2. Música forte é aquela que faz de ti um homem mudo.
O homem mudo não é apenas aquele que não fala, é também aquele que não tem qualquer som; o seu corpo inteiro cala–se. O homem é mudo até naquilo que está escondido e não pára de funcionar.
O que é uma música forte? Mesmo que alguém encoste o ouvido ao peito do «ouvidor» e faça um esforço para ouvir, nada ouvirá senão a música exterior. Estou a ouvir por inteiro: ou seja: estou sem corpo.
3. Um canto em que não há voz.
Num lado, no lado do emissor, ninguém canta. Mas do outro lado, estranhamente, no lado do receptor, ouve-se o canto.
Se ninguém canta e eu escuto o canto, algo acontece no meio, no percurso. Uma forma rara de nos tirarem algo.
Como se alguém te roubasse o céu debaixo dos pés e por isso protestasses e, de forma lógica, insistisses que o céu nunca está para esses lados (para baixo). Mas o céu está sempre no sítio certo, no local para onde nunca consegues apontar.
4. Uma energia inteira, em bicos de pés, na expectativa.
O que se espera é isto (como quem curva uma esquina): o conhecido – as notas que nos são familiares.
O que nos coloca em perigo é aquilo: o estranho – as notas que seríamos incapazes de prever ou calcular.
Isto, o familiar.
Aquilo, o estranho.
Entre isto e aquilo: o som do piano.
Mas se desistires de pensar verás que não há piano, apenas som. E nada mais violento e de recear que esse som que não vem de lado nenhum.
Se não consegues detectar a origem, jamais poderás controlar.
B.
1. A música (o fado, em particular) é a forma sonora de medir o potencial de desespero de um ser vivo.
Uma forma sonora de diagnosticar.
2. Tu és o objecto que a música diagnostica – desespero inteiro ou a metade ou a um quarto.
Claro que as medidas não são assim certas e exactas, mas sim: não te esqueças, de vez em quando, de medir o desespero no pulso exacto ou junto, afinal, a órgãos mais orgulhosos.
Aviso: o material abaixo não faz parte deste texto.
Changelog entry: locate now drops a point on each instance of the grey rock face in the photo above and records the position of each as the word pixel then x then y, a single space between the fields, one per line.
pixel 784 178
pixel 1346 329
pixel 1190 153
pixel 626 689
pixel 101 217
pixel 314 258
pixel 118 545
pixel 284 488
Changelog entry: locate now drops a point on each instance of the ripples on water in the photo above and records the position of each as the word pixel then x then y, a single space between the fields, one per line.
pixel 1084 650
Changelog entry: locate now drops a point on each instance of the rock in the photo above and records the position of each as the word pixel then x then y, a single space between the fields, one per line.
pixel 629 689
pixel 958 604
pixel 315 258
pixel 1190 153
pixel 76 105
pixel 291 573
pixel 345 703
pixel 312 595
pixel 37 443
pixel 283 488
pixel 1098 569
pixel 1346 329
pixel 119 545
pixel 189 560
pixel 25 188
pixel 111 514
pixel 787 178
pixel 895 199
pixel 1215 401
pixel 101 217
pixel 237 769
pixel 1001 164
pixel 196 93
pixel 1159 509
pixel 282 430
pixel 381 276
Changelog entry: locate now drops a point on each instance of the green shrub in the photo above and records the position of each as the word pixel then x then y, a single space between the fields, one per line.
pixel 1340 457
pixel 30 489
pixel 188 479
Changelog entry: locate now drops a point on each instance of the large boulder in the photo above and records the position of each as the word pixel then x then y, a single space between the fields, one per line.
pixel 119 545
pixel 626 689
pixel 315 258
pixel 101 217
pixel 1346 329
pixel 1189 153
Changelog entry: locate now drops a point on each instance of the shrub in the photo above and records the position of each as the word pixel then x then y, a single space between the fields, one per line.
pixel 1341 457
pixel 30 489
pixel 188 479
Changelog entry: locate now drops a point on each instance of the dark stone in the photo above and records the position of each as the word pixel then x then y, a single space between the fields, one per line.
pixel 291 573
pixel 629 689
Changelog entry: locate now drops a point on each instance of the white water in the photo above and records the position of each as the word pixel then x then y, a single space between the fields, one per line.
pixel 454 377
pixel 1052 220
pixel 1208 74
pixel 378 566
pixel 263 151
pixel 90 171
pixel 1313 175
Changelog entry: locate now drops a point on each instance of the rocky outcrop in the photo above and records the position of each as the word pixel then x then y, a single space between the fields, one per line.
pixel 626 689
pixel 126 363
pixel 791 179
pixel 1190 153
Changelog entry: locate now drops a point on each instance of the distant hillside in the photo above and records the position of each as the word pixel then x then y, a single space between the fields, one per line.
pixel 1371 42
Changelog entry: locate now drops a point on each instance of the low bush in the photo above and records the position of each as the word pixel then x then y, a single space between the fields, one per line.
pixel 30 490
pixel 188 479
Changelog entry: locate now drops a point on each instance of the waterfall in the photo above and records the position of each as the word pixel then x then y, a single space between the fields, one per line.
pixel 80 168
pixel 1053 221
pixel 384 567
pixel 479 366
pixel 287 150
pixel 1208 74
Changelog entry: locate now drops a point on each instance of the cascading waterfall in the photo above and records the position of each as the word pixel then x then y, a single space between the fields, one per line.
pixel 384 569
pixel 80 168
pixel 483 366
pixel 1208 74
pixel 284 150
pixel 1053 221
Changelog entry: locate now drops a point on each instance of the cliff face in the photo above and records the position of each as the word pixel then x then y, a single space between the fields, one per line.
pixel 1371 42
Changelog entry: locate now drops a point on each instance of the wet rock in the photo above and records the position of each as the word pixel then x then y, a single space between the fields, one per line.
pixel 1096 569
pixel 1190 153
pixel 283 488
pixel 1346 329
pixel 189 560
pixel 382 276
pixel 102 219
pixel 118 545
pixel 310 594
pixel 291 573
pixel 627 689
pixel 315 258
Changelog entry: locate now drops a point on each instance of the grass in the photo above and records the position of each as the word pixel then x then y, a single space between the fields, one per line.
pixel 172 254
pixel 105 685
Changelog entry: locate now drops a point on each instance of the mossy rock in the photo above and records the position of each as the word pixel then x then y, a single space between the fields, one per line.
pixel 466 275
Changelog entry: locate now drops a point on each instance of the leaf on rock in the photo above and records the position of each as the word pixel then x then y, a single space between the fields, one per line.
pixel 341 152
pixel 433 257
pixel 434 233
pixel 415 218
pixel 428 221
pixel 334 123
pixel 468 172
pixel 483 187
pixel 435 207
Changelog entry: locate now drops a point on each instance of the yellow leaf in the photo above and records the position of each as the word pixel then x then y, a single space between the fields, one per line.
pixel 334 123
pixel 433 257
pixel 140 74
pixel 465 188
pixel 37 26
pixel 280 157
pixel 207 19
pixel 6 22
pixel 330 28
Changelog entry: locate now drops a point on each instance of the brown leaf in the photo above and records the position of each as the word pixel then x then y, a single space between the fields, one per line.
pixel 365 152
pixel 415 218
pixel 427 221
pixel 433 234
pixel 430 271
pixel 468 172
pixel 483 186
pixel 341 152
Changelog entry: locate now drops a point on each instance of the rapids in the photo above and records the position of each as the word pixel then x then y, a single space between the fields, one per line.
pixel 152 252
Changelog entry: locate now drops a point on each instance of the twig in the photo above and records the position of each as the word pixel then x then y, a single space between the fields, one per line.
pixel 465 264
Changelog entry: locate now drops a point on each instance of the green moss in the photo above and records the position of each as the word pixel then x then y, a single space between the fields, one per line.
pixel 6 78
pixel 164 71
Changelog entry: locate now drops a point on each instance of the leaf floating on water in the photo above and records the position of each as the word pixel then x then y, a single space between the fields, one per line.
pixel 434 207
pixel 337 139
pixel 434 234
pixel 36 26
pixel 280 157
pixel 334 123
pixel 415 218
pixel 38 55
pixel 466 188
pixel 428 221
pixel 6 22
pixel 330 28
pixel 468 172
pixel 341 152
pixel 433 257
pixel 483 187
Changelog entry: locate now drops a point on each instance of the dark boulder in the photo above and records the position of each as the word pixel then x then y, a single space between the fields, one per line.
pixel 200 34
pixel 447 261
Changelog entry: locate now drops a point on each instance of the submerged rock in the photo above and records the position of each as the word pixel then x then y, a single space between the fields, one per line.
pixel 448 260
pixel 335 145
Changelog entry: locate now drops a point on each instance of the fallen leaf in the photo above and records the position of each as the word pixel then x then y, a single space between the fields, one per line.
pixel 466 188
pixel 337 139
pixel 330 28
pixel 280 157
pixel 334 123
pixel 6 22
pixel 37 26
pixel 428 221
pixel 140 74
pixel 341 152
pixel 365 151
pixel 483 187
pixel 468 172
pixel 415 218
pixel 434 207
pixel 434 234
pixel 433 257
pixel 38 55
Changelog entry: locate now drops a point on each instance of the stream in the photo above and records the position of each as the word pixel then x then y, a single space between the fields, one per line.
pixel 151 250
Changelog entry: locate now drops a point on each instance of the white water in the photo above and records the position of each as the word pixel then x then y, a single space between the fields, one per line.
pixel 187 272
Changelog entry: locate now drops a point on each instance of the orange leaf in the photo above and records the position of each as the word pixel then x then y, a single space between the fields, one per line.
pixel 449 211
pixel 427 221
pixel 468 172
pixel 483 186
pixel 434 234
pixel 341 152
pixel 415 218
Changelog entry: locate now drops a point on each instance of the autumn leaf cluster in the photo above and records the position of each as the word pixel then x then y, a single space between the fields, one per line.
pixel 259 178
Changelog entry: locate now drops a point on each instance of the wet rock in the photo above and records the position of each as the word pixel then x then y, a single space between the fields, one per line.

Exame de diagnóstico.
3. Como se trava o comboio que avança para o sítio errado? Com um obstáculo.
Quando o desespero avança rápido de mais, eis o que deves fazer: colocar um obstáculo entre ti e ele (esse comboio perigoso que aí vem).
Mantém-te, portanto, assim como estás: com um desespero médio. Estar vivo é mais ou menos isso.
(para o Júlio Resende e para a Aldina)
GONÇALO M. TAVARES ESCREVE DE ACORDO COM A ANTIGA ORTOGRAFIA
[06-10-2013]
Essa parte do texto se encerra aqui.